Les quatre boucles que nous faisons tourner
Chez Lagoon, nous pilotons le prix avec quatre petites boucles, chacune avec un responsable, une cadence et un endroit où atterrissent les conclusions.
- Analyse des affaires gagnées et perdues, tous les mois. Chaque affaire close, gagnée ou perdue, reçoit une raison en une ligne, étiquetée par offre. Dix minutes par affaire, et au bout d’un trimestre vous savez si le prix est l’explication ou le prétexte.
- Collisions avec les limites, toutes les semaines. Nous suivons chaque compte qui heurte une limite d’offre et ce qu’il a fait ensuite : monter en gamme, contourner, ou se taire. Les contournements sont ceux qu’il faut étudier.
- Revues d’expansion, tous les trimestres. Pour les comptes qui sont montés en gamme, nous remontons la piste à l’envers. Qu’ont-ils heurté, demandé ou essayé dans les soixante jours précédents ? Cette séquence est votre parcours de montée en gamme naturel, dessiné par les clients eux-mêmes.
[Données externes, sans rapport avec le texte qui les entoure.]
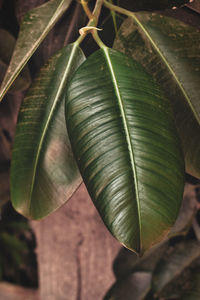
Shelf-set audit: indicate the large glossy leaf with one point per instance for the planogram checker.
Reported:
(125, 143)
(43, 172)
(151, 4)
(35, 26)
(169, 50)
- Entretiens de sortie, en permanence. Les questionnaires de départ disent « le prix ». Les conversations disent à quoi ce prix était comparé. L’écart entre ces deux réponses, c’est votre chantier de positionnement.
Aucune de ces boucles n’exige un consultant en pricing ni un entrepôt de données. Elles exigent la discipline de tout consigner au même endroit, de la même manière, à chaque fois.
Refermer la boucle sans brutalité
Les boucles ne servent à rien si elles ne débouchent pas sur des décisions, mais les décisions de prix ont une propriété particulière : ce sont les promesses les plus visibles que vous faites. Modifiez-les sans précaution et vous brûlez une confiance qui a mis des années à se construire. Quelques règles rendent la boucle sûre à refermer.
Changez le packaging plus souvent que le prix. L’essentiel du signal pointe vers la forme des offres, pas vers leur niveau. Déplacer une fonctionnalité d’un palier à l’autre, relever une limite ou ajouter un palier manquant résout bien plus de frictions qu’un changement de montant, pour une fraction du risque.
Préservez généreusement les anciennes conditions. Vos clients existants ont parié sur vous à ces conditions. Les honorer pendant une longue période transforme un changement de prix en non-événement plutôt qu’en trahison, et cela se voit plus tard dans les taux de renouvellement.
Annoncez sans détour. Dites ce qui change, pour qui et à partir de quand, dans cet ordre, dans les trois premières phrases. Toutes les annonces tarifaires qui tournent mal tournent mal parce qu’elles ont enterré l’un de ces trois faits.
Une cadence qui fonctionne
Passez les boucles en revue chaque trimestre, décidez deux fois par an au maximum, et ne livrez jamais un changement de prix dans le trimestre où vous avez repéré le signal. Le délai est une fonctionnalité : les vraies récurrences survivent à un trimestre, les humeurs non.
Procédez ainsi et le prix cesse d’être la réunion la plus angoissante de l’année. Il devient un système discret qui vous dit, un peu plus tôt à chaque cycle, ce que vos clients estiment déjà que vaut votre produit.